A 10ª Câmara de Direito Criminal do Tribunal de Justiça de São Paulo rejeitou o pedido dos advogados de Paulo Cupertino Matias para nulidade do júri e manteve a condenação pela morte do ator Rafael Miguel e de seus pais. No entanto, houve um ajuste na pena.
O crime aconteceu em junho de 2019, no bairro da Pedreira, na zona sul de São Paulo. Rafael, que atuou na novela "Chiquititas" e em comerciais, tinha 22 anos e namorava Isabela, filha de Cupertino, à época. Ele foi morto na companhia do pai, João Alcisio Miguel, 52, e da mãe, Miriam Selma Miguel, 50.
Cupertino havia sido condenado a 98 anos de prisão em maio de 2025. Em julgamento nesta quinta-feira (23), no entanto, os desembargadores acataram entendimento da relatora Rachid Vaz de Almeida e readequaram a sentença para 90 anos — 30 anos para cada um dos três homicídios, limite máximo previsto por morte.
A turma é composta pelos desembargadores Nuevo Campos — que por ser o presidente não teve direito a voto —, Nelson Fonseca Júnior e Antonio B. Morello.
Para os desembargadores, Cupertino praticou três ações distintas, ao apontar a arma de fogo contra cada uma das vítimas e efetuar os disparos. Os magistrados afastaram a hipótese de anulação do júri e mantiveram o regime fechado para cumprimento da pena.
O crime
Segundo depoimentos, Rafael, João Alcisio e Miriam foram até a casa da filha de Cupertino em 9 de junho de 2019 para conversar com o pai dela sobre o namoro do casal. As vítimas foram recebidas pela mãe e pela jovem no local.
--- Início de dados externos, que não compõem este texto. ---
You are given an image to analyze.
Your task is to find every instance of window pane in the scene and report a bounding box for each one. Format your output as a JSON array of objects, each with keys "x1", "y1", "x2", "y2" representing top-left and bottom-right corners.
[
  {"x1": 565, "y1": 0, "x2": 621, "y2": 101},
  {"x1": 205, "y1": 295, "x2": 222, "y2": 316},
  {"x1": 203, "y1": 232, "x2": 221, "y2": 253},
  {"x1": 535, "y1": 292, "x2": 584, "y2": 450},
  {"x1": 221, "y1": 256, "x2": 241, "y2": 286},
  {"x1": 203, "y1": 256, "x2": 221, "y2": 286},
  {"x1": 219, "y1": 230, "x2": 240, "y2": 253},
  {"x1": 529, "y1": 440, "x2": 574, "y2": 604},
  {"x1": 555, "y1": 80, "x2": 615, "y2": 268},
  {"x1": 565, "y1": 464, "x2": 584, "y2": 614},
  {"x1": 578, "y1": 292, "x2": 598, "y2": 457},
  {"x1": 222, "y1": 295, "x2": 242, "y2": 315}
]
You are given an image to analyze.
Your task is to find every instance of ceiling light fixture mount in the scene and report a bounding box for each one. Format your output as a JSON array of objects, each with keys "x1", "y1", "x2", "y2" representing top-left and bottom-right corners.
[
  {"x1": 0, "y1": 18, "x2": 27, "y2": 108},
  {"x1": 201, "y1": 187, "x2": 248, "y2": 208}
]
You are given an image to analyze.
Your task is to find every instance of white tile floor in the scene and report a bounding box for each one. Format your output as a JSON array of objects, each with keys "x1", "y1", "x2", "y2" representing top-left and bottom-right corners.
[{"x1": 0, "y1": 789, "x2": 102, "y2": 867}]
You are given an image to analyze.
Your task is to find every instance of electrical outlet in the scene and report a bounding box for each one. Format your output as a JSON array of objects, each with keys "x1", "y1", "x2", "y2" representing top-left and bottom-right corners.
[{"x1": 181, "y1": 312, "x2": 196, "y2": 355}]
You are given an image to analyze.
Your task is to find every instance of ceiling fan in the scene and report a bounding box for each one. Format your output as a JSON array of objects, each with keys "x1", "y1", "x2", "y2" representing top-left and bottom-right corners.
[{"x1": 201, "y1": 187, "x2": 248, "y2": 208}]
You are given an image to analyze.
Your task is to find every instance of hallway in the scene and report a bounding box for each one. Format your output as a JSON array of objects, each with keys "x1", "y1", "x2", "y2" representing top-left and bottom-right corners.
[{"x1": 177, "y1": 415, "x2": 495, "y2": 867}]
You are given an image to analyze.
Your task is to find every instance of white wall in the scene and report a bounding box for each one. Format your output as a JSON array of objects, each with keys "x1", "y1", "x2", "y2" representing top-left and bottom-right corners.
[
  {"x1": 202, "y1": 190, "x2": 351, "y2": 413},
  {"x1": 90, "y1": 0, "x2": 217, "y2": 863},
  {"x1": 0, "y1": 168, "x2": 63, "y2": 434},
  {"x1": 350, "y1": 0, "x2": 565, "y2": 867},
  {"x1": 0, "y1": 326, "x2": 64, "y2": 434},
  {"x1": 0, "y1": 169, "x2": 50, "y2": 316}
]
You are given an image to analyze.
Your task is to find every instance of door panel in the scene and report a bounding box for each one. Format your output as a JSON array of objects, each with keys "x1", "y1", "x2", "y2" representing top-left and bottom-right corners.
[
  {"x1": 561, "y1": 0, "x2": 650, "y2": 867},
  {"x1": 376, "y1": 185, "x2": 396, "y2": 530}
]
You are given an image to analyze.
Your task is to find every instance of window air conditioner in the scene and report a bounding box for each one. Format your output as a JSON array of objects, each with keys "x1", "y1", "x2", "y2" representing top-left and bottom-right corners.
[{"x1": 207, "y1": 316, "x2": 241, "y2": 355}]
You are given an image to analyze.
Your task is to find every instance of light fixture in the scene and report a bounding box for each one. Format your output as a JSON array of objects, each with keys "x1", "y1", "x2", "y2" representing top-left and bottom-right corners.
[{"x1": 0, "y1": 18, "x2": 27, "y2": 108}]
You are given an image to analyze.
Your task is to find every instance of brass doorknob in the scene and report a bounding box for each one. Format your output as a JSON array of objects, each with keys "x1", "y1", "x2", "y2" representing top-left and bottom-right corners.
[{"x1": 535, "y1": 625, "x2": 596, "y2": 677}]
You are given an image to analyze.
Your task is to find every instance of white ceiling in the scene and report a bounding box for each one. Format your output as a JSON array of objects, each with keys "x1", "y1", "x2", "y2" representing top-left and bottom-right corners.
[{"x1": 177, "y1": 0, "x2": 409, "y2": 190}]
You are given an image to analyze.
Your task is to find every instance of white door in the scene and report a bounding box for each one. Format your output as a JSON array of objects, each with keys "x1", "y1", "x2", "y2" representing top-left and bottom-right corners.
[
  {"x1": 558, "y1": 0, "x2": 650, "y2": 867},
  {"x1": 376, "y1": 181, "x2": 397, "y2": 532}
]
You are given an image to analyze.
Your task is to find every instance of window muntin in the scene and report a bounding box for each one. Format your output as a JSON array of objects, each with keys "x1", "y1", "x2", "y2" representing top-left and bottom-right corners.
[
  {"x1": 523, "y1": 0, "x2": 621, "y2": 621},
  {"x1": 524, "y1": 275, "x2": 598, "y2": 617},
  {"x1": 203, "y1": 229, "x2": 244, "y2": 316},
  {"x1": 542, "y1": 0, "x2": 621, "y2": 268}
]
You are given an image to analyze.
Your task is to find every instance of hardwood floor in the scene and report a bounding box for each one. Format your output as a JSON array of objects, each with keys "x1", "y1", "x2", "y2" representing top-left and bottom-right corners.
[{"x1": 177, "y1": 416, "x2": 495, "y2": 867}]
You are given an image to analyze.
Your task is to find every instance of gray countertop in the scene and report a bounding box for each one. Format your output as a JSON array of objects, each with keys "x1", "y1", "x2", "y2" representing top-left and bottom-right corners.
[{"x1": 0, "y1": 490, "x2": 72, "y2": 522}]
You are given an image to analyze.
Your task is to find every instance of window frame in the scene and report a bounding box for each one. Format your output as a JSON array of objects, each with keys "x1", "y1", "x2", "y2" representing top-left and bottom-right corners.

Pouco depois, Cupertino teria chegado com uma arma e atirado contra as três vítimas, que aguardavam no portão da casa. Todos morreram no local. Cupertino está preso desde maio de 2022, quando foi encontrado escondido em um hotel em Interlagos, na mesma região do crime, e detido por policiais civis do 98º DP (Jardim Miriam).